I find the sheer clarity of the writing stunning. The poet knows which images to pick and share, and notice. These speak volumes so naturally, catching the edge of emotion, and all while we’re simply walking round the house with her, or driving back from the hospital.
‘Part Two’ of the book opens with the poem ‘The window cleaner and life everlasting’. The first couplet is so gentle, and such a gentle way to break the news to us, now, too:
Then the window cleaner said you’ll be missing John
and he would miss him too although he didn’t say that.

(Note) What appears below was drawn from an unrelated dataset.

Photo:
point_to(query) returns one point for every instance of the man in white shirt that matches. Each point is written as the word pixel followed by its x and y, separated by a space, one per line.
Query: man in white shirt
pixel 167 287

There’s another couplet I want to share from that poem – again, an example of how deftly this poet pinpoints her husband’s character:
Both quiet men discussing without argument or rancour
important matters. This would happen under ladders
How I love those rhymes too: the tender matters, happen, ladders. Really, really gentle and beautiful.
I find the sheer clarity of the writing stunning.

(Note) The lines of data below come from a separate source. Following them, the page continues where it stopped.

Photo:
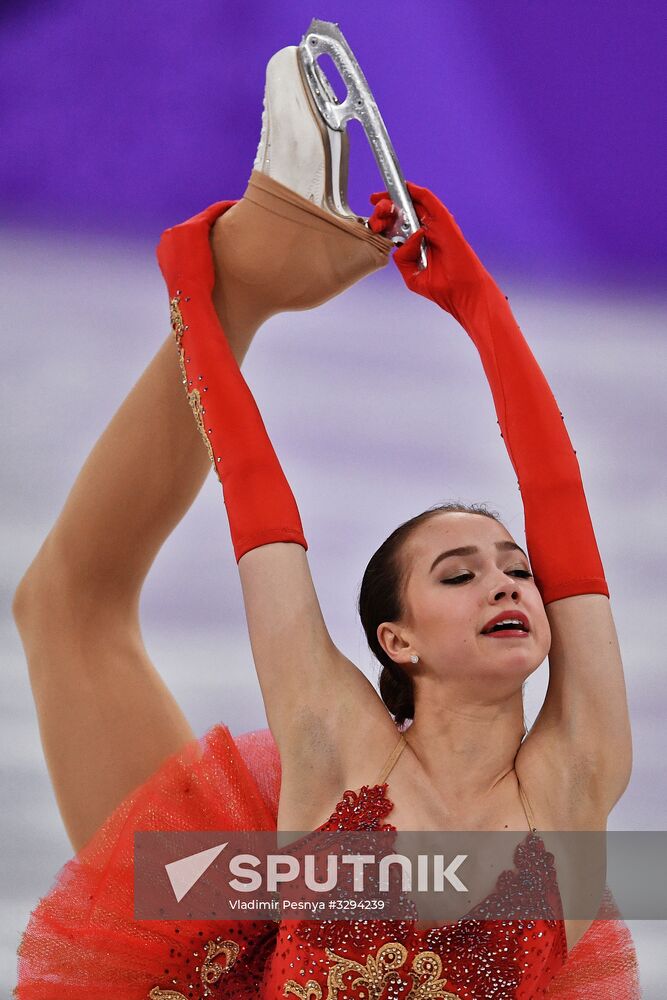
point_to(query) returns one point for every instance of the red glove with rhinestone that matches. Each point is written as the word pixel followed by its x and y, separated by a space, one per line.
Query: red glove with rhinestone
pixel 559 533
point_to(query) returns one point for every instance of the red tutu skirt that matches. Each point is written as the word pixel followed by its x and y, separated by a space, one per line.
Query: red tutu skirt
pixel 83 943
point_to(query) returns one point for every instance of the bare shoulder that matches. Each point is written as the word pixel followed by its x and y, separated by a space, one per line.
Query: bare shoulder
pixel 562 788
pixel 341 741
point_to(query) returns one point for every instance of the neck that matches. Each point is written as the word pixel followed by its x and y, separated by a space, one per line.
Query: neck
pixel 466 746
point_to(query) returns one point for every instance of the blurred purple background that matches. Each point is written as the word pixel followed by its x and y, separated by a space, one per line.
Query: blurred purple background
pixel 541 124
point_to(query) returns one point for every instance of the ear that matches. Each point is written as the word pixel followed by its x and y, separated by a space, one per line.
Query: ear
pixel 396 642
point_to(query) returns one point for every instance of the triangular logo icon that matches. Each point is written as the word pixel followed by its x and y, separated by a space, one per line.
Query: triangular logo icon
pixel 186 871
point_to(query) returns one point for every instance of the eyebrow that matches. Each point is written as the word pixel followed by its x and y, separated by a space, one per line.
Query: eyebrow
pixel 471 550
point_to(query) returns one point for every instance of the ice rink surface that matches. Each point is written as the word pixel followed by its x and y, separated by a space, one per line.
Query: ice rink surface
pixel 378 407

And so we move on, into the latter parts of the book, still with this poet, still in this house. This, from ‘Mourning in lockdown’:
and I pace the house go up the stairs down
there was a man once in this house but not this house this replica house
The book does travel, towards the end, and there is much there too to enjoy and appreciate – while of course the dominant theme remains her grief. John’s ‘big grubby gloves for gardening’ in ‘Oh all you dead people’. Or this, from ‘This happened often in the early days’:
I woke crying out Where are you to the late afternoon starting up
from his chair in the stillness
‘Part Three’ broadens or extends the canvas a little – I thought it was genius to take the collection title from a poem here, by the by – and brings more politics, and feminism, and humour too into the frame – wry humour. I was intrigued by the poem ‘Coming back unexpectedly you look through the window at your own room’ – which put me in mind of Raymond Carver’s poem ‘Locking yourself out, then trying to get back in’, and yet was totally different:
the fireplace too its marble uprightness
the glass table that played many games of light
with the sun in the evening and the ceiling
And then the beautiful, final note ‘What we write on stones’, with which I’ll also end. This tender poem has a refrain ‘If I forget you what would I remember’, and contains another of this poet’s perfectly pitched, observed images:
I wanted to go back, read it again
would or should or could
but the river was out on the road
the estuary brimmed and drowned
and set the beached hulks bobbing
What a strong image this is for the inevitability of time passing, stranding us. How I love her choice of ‘brimmed and drowned’, and also, throughout this work, all her syntactical choices, including the punctuation and use of lower case. The poem continues, and ends (with no full stop, I note):
toc toc of a boat’s shrouds against the mast
over there that muddy edge of land
a small mist blown about like spray
an oystercatcher’s one-note cry
Charlotte Gann is an editor from Sussex. She has an English degree from UCL, and an MA in Creative Writing and Personal Development from the University of Sussex. She lived in London for years, working as Editor of Health Which?, among other roles, then moved to Brighton and had two sons. Her pamphlet, The Long Woman (Pighog Press, 2011), was shortlisted for the 2012 Michael Marks Award and her two full collections, Noir (2016) and The Girl Who Cried (2020) are published by HappenStance. She’s a freelance editor, helps on Sphinx Review, and is developing a project she’s calling The Understory Conversation.